Este largo artículo o los libros posteriores que publicó sobre el mismo tema deberían ser de lectura obligatoria para todo el mundo y en especial para los políticos en ejercicio, antes de opinar frívolamente sobre un contencioso muy grave sobre el que se pasa de puntillas. Ha transcurrido casi un cuarto de siglo desde que Oriana Falacci denunció lo que estaba ocurriendo y las cosas han ido a peor.
No hace falta decir que Silvia Orriols no es Oriana Falacci. La señora Orriols es simplemente una mujer sencilla que ha tenido la valentía de denunciar públicamente una realidad que la gente vive en la calle y los políticos profesionales ocultan. Arrinconarla, crear “cordones sanitarios”, dar lecciones de moral, catalogarla como racista, etiquetarla como supremacista y otras lindezas, es propio de cretinos integrales. Y si alguien tiene dudas sobre este epíteto, le recomiendo que acuda a los archivos del maestro Charcot en la Salpêtrière (finales del siglo XIX) o si le resulta más fácil que se agencie un ejemplar del “Tratado de Psiquiatría” de Henry Ey.

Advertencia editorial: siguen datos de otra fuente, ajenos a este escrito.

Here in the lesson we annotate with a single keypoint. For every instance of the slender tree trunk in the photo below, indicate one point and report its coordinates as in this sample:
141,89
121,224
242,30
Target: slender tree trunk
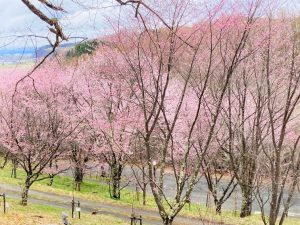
218,208
14,169
78,177
116,172
168,221
51,180
25,192
246,201
144,194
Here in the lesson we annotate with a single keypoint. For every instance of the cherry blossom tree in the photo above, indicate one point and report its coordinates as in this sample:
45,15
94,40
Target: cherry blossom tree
35,126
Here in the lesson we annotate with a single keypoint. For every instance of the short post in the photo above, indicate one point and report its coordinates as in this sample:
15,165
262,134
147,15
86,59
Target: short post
134,219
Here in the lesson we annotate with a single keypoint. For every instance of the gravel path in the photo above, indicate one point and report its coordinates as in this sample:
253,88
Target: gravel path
122,212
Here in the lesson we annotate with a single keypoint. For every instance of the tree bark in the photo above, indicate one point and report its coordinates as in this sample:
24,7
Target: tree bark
78,177
168,221
246,208
116,172
25,192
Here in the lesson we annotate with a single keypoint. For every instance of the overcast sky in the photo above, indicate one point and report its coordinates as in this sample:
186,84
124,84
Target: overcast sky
79,21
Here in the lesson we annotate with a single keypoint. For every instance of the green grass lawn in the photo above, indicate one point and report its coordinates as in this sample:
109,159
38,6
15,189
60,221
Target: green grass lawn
98,191
34,214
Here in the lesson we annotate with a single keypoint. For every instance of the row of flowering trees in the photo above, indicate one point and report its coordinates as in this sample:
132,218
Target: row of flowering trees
218,97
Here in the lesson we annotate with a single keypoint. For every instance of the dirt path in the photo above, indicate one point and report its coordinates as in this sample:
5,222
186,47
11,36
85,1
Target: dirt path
122,212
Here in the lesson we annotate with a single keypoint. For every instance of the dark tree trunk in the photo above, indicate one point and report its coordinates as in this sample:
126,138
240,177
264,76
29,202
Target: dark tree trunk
116,172
168,221
246,208
144,194
51,180
25,192
78,177
14,169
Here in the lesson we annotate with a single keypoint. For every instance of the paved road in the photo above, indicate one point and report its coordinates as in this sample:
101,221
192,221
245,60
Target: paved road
122,212
199,195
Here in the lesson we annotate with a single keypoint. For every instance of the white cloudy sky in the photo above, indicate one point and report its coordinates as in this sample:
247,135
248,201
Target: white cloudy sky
80,20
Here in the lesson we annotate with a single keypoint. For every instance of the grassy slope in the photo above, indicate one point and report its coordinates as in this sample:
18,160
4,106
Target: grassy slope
46,215
96,191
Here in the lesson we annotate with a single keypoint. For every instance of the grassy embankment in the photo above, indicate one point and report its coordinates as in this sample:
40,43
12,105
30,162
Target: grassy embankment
34,214
97,191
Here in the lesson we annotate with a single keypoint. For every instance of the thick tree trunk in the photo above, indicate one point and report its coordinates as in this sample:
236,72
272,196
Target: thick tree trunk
144,196
78,177
218,208
246,208
116,172
51,180
25,192
168,221
14,169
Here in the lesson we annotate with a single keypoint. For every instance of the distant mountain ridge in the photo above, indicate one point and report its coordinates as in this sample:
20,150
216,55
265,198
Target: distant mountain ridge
14,54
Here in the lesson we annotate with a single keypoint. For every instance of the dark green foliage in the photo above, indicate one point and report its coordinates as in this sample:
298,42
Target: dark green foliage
86,47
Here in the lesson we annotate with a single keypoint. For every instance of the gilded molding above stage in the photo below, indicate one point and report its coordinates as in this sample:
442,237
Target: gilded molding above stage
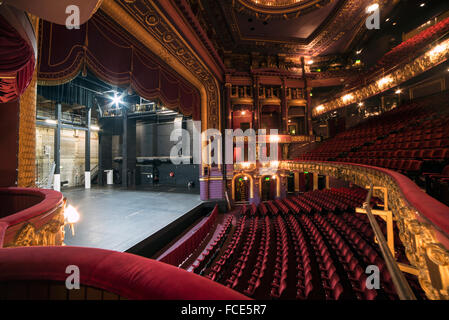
278,9
421,239
171,47
49,234
383,82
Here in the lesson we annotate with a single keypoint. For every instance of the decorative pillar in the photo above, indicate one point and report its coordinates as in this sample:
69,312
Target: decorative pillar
284,109
57,149
125,150
315,181
309,112
105,152
26,167
228,89
87,150
307,91
296,177
256,106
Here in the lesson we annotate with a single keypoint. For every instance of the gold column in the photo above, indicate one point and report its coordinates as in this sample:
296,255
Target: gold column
315,181
26,175
296,181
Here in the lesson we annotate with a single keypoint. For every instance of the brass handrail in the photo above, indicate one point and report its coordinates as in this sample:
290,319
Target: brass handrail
402,287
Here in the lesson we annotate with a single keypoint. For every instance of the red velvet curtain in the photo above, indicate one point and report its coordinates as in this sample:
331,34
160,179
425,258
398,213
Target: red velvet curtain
115,57
16,62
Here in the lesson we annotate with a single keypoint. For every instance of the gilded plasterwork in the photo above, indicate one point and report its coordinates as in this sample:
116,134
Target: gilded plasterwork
422,248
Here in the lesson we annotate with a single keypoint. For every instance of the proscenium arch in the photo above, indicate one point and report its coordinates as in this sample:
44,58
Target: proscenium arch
116,12
251,185
278,184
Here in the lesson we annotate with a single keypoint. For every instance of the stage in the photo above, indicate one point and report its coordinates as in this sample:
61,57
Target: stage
117,219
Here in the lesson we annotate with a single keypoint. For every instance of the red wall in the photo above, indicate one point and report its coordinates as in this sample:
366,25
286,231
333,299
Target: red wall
9,142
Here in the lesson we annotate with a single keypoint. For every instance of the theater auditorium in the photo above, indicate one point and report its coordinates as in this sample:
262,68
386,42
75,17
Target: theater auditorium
224,150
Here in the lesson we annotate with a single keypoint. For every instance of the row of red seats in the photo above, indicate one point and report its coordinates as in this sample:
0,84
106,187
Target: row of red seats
417,42
180,253
203,261
262,259
244,257
279,284
304,256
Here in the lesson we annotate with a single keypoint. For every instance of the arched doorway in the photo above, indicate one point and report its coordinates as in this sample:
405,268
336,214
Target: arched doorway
267,188
242,185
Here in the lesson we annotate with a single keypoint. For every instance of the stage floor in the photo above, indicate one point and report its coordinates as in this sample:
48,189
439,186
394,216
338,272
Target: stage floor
117,219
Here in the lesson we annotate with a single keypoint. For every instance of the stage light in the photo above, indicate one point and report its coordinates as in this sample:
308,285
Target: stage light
274,163
347,98
384,81
116,99
245,164
372,8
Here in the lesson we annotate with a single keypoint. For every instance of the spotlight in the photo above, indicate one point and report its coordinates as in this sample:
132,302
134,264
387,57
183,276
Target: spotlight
71,214
372,8
117,100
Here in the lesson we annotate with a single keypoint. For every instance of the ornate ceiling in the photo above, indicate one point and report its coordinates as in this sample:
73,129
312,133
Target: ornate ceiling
292,27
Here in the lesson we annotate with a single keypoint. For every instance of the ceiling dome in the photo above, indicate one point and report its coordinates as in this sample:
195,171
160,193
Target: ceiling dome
267,9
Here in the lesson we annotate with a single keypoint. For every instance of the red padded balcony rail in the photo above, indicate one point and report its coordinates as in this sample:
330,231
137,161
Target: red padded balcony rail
428,208
22,205
124,274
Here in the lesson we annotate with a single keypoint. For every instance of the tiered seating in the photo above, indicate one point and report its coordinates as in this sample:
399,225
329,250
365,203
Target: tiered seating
232,247
204,260
416,43
262,260
180,252
316,247
279,283
411,139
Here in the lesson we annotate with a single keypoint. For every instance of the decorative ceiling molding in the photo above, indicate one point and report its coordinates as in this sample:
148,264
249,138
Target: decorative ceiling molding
278,9
384,82
144,19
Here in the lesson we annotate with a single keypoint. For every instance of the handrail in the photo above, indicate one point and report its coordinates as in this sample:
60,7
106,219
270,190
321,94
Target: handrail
402,287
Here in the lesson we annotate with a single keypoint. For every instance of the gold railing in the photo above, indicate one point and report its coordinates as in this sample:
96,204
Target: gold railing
425,243
402,287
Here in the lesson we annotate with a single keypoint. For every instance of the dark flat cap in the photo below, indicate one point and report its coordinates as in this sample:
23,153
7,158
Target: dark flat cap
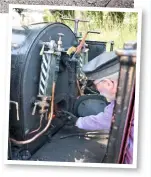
102,66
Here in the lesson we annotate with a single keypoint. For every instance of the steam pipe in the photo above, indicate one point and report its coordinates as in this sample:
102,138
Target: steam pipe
47,126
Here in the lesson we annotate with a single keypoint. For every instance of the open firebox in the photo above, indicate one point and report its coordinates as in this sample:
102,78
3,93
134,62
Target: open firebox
50,87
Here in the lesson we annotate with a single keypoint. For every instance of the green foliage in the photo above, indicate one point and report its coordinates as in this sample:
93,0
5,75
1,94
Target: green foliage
117,26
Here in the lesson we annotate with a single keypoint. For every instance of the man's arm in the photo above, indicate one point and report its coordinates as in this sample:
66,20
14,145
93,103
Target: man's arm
101,121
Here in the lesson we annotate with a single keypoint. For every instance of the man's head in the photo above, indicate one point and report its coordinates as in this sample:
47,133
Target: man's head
107,86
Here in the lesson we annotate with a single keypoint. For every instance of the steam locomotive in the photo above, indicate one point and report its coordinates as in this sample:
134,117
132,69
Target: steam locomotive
48,88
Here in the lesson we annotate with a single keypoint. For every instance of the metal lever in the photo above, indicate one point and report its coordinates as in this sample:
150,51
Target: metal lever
76,22
60,41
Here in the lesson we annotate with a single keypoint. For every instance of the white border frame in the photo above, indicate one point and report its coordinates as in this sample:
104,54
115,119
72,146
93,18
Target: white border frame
41,163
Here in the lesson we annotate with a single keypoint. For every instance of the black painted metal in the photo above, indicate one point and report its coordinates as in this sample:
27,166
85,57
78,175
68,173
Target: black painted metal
25,72
125,86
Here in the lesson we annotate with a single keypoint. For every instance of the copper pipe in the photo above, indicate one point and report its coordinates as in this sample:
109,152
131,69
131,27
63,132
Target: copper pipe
47,126
36,130
79,88
17,108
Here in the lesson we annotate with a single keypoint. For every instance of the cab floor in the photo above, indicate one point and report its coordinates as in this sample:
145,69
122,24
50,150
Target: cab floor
72,149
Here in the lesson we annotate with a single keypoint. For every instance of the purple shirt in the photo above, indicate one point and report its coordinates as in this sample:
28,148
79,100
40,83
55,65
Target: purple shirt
102,121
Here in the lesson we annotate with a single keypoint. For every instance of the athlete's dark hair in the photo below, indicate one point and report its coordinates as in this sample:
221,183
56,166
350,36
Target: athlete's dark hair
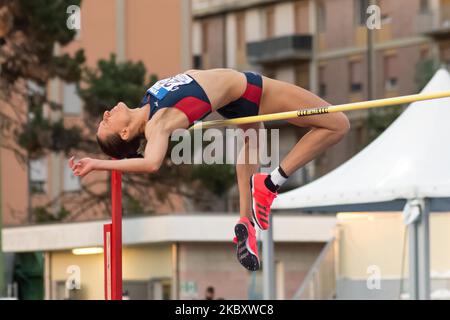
115,147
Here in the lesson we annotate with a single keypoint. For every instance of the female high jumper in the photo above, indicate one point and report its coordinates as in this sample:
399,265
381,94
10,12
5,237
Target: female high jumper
179,101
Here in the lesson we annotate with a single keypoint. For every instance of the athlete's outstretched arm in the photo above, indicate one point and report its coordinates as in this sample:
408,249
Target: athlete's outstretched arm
157,137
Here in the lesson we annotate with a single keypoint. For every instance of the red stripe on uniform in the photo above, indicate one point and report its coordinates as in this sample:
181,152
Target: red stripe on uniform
193,108
252,93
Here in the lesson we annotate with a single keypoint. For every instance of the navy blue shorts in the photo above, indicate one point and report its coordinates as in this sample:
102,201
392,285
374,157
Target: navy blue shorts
191,99
248,104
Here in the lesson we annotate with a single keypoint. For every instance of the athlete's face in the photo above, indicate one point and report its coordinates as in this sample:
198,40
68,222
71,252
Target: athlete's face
114,121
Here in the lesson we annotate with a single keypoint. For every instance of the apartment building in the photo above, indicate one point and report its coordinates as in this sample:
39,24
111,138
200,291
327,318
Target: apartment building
322,45
124,28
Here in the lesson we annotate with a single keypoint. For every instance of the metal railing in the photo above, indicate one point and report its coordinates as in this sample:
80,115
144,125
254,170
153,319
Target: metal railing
320,282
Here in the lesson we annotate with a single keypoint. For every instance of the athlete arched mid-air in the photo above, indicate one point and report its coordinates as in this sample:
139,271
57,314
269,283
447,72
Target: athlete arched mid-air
177,102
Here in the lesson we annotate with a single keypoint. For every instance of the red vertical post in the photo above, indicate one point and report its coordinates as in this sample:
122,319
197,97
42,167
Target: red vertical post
116,230
107,260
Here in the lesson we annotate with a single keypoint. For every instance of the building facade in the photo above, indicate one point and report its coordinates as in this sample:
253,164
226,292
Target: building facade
322,45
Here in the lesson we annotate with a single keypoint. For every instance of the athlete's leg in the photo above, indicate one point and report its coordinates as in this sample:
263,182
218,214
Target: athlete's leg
326,129
244,170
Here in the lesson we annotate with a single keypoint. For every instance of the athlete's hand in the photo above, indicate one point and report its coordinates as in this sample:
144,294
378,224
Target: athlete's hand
82,167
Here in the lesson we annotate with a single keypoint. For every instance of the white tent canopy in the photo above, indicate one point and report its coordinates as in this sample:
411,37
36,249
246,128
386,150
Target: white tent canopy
409,160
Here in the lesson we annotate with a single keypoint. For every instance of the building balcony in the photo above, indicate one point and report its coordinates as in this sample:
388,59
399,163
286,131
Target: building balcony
435,23
274,50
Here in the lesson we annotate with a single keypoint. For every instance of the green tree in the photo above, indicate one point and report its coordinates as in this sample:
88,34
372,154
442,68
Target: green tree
29,31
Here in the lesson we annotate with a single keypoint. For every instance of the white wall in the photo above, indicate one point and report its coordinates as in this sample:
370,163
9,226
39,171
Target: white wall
231,40
284,19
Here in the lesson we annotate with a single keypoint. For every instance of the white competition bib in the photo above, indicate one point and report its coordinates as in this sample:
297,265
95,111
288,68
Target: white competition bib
161,88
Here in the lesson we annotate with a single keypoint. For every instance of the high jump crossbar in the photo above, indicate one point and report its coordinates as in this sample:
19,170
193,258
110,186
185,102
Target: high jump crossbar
112,242
322,110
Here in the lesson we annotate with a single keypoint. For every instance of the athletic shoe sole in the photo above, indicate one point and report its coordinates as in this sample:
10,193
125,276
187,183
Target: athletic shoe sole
245,255
255,219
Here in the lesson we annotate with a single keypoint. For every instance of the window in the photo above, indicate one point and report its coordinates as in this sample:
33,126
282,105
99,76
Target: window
240,29
390,77
385,15
301,11
424,6
361,12
355,72
205,37
71,182
424,53
38,175
72,104
322,83
270,22
322,16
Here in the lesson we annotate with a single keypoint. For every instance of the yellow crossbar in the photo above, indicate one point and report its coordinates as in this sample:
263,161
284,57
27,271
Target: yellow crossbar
330,109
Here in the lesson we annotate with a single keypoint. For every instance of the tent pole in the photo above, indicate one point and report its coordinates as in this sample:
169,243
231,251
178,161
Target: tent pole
419,255
423,245
268,266
413,265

Por favor, controlen sus esfínteres. Es una simple regla de educación. Dejen que les recuerde uno de los mensajes que Oriana Falacci nos dejó en su testamento personal:
Hay momentos en la vida en que callar se convierte en una culpa. Hablar una obligación, un deber civil, un desafío moral, un imperativo categórico del cual no te puedes evadir.